Scotland.—The law of parent and child in Scotland differs in some respects from the law of England and Ireland. In Scotland there is a legal obligation on parents and children to maintain each other if able to do so, and either may sue the other for aliment at common law; but this obligation extends only to what may be called subsistence money, although this does not mean merely relief of the poor-law authorities, but is held to vary according to the social position of the party. As regards all maintenance beyond mere subsistence, the law does not materially differ from that of England, and a contract must be proved against the father before he can be held liable to pay. The legal liability as between parent and child is qualified in this way by the common law, that if a person has both a father and a child living and able to support him, then the child is primarily liable, and next the grandchild, after whom comes the father, and next the grandfather. Not only are parent and child liable to support each other while the party supporting is alive, but if he dies his executors are also liable; and this liability is not limited by the age of majority, but continues during the life of the party supported. Another advantage which a Scotch child has over an English child is that the father cannot disinherit it—at least so far as concerns his movable property (see LEGITIM). With regard to the custody of children in Scotland, the rule is that the father is entitled to the custody as between him and the mother. His right, however, is not absolute, but subject to the equitable jurisdiction of the Court of Session, which makes such orders regarding custody as are dictated by a regard for the health, interests, and moral education of the child. In actions for separation or divorce this court has power to make such orders as are just and proper regarding the custody of the children of the spouses.

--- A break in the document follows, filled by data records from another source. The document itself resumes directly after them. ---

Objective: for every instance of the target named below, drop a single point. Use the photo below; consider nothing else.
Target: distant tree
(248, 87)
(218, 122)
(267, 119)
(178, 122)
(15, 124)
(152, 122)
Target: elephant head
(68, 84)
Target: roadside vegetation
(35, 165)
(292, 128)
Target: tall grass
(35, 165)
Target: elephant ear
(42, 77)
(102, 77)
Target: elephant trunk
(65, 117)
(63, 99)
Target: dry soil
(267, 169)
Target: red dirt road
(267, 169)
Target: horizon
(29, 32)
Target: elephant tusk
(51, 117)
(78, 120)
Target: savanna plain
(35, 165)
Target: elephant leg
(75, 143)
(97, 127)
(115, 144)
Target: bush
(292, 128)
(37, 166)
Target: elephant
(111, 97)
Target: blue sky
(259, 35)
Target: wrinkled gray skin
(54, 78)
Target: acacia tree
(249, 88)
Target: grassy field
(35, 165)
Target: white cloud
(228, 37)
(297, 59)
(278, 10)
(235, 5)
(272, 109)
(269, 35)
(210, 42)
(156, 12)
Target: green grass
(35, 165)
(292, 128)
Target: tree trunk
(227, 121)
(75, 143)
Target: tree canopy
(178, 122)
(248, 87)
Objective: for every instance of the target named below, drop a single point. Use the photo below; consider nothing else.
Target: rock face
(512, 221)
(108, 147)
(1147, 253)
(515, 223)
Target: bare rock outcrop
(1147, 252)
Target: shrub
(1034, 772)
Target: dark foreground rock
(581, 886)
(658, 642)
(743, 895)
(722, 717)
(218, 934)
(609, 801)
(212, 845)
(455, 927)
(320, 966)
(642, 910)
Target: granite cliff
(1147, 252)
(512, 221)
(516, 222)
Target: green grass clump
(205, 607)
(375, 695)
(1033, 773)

By the Guardianship of Infants Act, 1886, increased rights were given to the mothers of lawful children both in England and Scotland. The general effect of the enactment is to place the mother of children whose father is dead in a similar position to that which the father would have occupied had he been alive in regard to the guardianship.
United States.—The American law closely follows that of England on this head, save in regard to the age (usually eighteen) at which women cease to be infants. See INFANT, AGE.